Using Fluent Bit to send CommonSecurityLog data to Sentinel
One of the limitations of Microsoft Sentinel and Azure Log Analytics was that if you wanted to use a custom log forwarder or log source, you couldn't write to the built-in tables. You had to create Custom tables, which had a _CL
suffix.
This was a problem, because each custom table you added had to be manually added to your Analytic rules and Workbooks, creating stupid inefficiencies.
But this is no more!
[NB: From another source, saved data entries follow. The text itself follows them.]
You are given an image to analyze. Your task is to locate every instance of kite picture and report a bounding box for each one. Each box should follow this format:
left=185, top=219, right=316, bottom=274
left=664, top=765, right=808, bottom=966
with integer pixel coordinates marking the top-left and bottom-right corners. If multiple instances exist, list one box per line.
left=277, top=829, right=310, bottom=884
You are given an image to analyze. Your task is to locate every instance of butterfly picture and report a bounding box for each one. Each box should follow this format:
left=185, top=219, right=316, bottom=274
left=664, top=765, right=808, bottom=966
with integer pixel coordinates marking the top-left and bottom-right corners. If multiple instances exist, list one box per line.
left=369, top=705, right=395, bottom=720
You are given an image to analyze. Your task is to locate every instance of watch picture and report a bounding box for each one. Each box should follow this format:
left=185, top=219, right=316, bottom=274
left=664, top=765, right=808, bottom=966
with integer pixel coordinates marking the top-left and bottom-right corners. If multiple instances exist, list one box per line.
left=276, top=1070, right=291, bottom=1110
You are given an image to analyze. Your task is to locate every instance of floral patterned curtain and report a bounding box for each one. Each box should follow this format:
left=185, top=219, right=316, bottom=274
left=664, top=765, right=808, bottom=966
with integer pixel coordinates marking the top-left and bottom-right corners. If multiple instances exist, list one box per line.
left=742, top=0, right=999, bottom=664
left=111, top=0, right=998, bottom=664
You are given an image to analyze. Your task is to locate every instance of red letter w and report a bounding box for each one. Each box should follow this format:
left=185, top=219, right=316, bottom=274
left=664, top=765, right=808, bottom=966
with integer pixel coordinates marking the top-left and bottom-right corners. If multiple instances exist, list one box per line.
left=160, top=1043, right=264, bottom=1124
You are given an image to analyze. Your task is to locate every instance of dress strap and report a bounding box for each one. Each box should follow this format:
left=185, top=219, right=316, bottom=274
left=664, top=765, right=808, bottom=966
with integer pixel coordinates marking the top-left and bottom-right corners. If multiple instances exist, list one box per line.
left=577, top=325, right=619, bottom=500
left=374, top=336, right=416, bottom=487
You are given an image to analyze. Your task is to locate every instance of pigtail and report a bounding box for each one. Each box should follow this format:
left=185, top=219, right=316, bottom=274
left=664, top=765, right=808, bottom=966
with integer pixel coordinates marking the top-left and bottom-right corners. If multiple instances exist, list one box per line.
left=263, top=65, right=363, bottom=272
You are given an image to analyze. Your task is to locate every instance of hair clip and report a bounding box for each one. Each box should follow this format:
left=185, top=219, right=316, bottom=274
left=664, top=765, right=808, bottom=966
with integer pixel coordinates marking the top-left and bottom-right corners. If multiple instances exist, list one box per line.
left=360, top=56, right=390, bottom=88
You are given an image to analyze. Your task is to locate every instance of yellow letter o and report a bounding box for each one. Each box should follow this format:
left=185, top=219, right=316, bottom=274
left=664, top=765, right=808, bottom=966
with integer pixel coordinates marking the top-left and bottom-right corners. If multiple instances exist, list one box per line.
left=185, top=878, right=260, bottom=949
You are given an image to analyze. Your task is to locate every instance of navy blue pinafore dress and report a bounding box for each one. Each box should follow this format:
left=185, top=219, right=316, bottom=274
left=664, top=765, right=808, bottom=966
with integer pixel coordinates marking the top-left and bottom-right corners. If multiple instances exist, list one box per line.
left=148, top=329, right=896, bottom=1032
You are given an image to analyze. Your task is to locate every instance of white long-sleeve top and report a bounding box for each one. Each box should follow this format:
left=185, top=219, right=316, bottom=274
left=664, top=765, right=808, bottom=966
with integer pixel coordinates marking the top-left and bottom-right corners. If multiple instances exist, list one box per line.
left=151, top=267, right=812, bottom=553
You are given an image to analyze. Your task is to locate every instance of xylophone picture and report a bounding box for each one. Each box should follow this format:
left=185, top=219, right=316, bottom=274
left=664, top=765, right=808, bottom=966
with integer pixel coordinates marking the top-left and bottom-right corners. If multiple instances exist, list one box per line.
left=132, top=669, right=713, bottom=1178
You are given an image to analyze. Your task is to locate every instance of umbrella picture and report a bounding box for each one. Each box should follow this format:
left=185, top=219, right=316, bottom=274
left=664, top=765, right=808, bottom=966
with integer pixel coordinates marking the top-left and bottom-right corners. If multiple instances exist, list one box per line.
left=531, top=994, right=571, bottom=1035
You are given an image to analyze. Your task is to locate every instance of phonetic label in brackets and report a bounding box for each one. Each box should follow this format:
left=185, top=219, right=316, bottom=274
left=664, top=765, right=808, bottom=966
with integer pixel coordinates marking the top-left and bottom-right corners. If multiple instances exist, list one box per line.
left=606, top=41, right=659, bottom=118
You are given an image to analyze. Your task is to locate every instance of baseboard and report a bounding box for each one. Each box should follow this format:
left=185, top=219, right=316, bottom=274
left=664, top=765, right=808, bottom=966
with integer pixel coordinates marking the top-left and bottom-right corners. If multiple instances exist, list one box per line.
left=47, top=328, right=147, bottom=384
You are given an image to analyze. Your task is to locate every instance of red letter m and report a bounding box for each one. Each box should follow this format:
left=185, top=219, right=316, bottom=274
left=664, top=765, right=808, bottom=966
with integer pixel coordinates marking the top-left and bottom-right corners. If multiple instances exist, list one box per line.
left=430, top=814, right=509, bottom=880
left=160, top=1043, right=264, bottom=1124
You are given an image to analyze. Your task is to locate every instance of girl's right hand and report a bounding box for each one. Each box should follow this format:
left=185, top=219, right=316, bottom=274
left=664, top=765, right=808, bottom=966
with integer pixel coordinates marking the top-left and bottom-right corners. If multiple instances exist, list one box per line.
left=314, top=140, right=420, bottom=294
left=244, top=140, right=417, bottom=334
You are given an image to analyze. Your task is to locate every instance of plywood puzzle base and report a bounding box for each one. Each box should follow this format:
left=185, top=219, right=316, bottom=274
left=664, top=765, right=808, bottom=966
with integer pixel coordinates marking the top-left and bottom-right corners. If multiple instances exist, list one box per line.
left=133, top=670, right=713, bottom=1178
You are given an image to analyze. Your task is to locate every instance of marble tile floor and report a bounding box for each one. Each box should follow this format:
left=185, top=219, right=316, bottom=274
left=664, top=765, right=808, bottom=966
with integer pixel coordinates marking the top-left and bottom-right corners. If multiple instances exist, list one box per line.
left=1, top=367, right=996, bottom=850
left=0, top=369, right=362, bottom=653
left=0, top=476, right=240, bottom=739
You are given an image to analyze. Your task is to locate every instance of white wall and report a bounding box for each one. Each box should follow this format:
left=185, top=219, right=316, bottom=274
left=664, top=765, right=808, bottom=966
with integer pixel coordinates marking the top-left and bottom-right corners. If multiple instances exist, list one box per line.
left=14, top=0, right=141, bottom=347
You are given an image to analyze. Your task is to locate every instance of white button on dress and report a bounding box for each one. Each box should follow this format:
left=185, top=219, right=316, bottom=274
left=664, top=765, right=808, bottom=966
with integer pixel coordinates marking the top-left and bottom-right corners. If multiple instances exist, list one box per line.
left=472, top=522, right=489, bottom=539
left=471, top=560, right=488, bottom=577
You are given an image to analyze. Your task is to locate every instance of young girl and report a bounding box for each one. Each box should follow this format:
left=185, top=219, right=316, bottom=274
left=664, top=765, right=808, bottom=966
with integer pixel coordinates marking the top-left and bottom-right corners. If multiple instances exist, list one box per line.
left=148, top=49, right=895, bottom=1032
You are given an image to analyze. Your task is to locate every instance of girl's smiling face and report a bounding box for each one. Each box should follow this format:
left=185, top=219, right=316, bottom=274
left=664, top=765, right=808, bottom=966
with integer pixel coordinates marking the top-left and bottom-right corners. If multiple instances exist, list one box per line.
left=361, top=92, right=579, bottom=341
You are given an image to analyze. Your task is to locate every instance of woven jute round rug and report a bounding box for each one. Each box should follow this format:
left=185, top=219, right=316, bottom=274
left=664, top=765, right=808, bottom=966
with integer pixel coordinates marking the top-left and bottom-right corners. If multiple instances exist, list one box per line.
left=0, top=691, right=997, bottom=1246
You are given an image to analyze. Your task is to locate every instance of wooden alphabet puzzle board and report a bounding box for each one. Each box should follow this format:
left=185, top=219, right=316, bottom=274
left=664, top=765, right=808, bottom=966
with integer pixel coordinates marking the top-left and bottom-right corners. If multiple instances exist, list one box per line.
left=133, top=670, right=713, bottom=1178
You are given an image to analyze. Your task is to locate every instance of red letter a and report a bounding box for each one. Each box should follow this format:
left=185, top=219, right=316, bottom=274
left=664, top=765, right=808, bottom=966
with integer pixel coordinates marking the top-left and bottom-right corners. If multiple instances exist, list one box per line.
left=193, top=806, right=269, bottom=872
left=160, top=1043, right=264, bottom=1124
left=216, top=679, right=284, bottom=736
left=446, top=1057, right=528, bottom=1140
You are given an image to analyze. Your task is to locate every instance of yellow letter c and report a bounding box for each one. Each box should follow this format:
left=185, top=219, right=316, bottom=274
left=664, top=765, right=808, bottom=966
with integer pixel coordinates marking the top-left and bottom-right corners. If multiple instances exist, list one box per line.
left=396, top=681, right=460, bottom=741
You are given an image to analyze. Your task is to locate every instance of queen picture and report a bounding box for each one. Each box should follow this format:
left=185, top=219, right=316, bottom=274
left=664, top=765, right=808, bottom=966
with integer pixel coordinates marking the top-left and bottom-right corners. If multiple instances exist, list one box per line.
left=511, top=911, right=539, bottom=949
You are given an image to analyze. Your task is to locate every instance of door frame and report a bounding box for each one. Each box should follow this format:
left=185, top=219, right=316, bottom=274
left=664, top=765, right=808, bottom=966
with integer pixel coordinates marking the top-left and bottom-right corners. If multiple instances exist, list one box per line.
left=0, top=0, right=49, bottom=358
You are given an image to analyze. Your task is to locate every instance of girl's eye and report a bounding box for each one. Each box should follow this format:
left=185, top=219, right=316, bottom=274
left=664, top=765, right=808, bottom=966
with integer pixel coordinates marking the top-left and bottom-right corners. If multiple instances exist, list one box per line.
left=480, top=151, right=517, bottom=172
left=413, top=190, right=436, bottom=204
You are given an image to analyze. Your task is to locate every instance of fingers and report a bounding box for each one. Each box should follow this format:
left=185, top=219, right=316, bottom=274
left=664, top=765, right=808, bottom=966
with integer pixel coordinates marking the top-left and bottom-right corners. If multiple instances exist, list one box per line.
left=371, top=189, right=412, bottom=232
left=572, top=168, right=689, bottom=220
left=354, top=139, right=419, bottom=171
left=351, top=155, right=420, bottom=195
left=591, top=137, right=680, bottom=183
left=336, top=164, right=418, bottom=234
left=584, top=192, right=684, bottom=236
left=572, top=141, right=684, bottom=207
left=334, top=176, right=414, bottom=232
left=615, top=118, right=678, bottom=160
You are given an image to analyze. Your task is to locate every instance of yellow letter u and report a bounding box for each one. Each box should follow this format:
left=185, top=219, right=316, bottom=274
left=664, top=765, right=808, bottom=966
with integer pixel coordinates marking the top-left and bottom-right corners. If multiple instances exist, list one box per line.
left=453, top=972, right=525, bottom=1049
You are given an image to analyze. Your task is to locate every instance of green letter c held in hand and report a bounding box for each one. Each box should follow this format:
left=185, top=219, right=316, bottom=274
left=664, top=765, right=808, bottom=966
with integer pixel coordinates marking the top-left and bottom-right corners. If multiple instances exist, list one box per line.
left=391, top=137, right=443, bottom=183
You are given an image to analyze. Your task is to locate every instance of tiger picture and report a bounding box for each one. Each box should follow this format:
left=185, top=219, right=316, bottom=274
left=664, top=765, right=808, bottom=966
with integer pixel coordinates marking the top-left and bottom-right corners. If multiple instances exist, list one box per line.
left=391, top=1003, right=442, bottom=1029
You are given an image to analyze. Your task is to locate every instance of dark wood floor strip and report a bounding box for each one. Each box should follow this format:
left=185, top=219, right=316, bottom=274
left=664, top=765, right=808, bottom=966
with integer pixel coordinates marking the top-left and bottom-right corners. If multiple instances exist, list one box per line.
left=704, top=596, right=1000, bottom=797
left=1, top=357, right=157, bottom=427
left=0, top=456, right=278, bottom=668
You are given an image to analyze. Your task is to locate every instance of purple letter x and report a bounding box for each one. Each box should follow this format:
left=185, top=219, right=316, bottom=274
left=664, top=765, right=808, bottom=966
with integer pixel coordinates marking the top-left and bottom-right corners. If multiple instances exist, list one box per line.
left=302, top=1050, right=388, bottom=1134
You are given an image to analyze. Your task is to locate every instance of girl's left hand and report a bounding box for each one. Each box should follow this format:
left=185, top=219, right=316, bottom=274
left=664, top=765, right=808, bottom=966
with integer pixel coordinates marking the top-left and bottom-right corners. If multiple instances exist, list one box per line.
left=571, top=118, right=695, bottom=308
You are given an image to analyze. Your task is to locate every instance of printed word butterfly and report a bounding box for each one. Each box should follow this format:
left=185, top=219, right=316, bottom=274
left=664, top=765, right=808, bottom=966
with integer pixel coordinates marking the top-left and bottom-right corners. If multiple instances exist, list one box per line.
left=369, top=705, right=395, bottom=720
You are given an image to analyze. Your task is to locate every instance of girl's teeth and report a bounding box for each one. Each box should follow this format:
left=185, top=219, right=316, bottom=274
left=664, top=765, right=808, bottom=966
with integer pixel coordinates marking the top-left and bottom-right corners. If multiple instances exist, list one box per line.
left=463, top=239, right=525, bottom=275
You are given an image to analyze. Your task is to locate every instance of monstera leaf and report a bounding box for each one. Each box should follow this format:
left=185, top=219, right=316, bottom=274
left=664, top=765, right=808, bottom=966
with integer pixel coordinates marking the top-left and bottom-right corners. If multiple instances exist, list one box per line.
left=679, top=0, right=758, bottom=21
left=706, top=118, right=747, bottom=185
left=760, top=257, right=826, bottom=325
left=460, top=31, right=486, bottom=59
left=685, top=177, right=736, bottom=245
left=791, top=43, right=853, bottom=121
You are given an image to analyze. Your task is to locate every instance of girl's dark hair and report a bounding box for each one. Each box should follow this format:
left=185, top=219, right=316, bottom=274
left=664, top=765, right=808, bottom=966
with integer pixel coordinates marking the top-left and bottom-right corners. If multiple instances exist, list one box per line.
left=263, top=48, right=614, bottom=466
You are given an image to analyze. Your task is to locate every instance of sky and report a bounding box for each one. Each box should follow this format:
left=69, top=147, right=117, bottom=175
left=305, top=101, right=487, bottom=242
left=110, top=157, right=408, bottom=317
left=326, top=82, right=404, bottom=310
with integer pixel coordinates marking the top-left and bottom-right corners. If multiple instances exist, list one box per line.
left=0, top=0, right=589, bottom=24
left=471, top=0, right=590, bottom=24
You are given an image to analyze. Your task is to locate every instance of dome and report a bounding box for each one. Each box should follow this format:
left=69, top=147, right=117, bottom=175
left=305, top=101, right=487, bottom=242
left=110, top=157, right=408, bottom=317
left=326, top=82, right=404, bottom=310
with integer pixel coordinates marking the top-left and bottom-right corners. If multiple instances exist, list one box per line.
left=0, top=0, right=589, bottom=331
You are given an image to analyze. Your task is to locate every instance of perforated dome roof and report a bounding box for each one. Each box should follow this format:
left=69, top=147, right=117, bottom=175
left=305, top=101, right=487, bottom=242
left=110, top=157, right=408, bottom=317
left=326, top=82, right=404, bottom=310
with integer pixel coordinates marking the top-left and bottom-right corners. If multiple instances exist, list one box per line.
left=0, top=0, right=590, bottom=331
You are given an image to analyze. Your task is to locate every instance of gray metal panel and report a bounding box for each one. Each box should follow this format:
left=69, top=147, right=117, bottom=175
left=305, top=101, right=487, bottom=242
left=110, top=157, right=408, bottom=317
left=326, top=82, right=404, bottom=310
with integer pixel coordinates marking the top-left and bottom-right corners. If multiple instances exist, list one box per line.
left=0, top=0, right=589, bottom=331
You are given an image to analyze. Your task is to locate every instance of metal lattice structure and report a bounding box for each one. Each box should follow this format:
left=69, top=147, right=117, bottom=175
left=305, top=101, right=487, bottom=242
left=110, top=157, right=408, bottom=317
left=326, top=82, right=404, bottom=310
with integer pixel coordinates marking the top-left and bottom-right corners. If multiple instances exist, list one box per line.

With the new Logs Ingestion API, Microsoft supports custom data being sent to 4 built-in tables: CommonSecurityLog
, SecurityEvents
, Syslog
, WindowsEvents
.
In this example, we're going to be sending firewall log data from OpenWrt to the standard CommonSecurityLog
table, so that we get the benefit of having normalised data, and the built-in Analytic templates.
To set this up, we're going to:
- Identify the data we want to collect and mapping it to CommonSecurityLog
- Create an App Registration
- Create a Data Collection Endpoint (DCE)
- Create a Data Collection Rule (DCR)
- Assign IAM Roles to the DCR
- Install Fluent Bit
- Configure a Fluent Bit parser for OpenWrt firewall logs
- Create a Fluent Bit config
Mapping iptables to CommonSecurityLog
The first step in ingesting any data into any SIEM is to know what the data is, what you're interested in, and how to normalise it so that you can make use of it. Otherwise, you're just sending garbage into a very expensive garbage pile.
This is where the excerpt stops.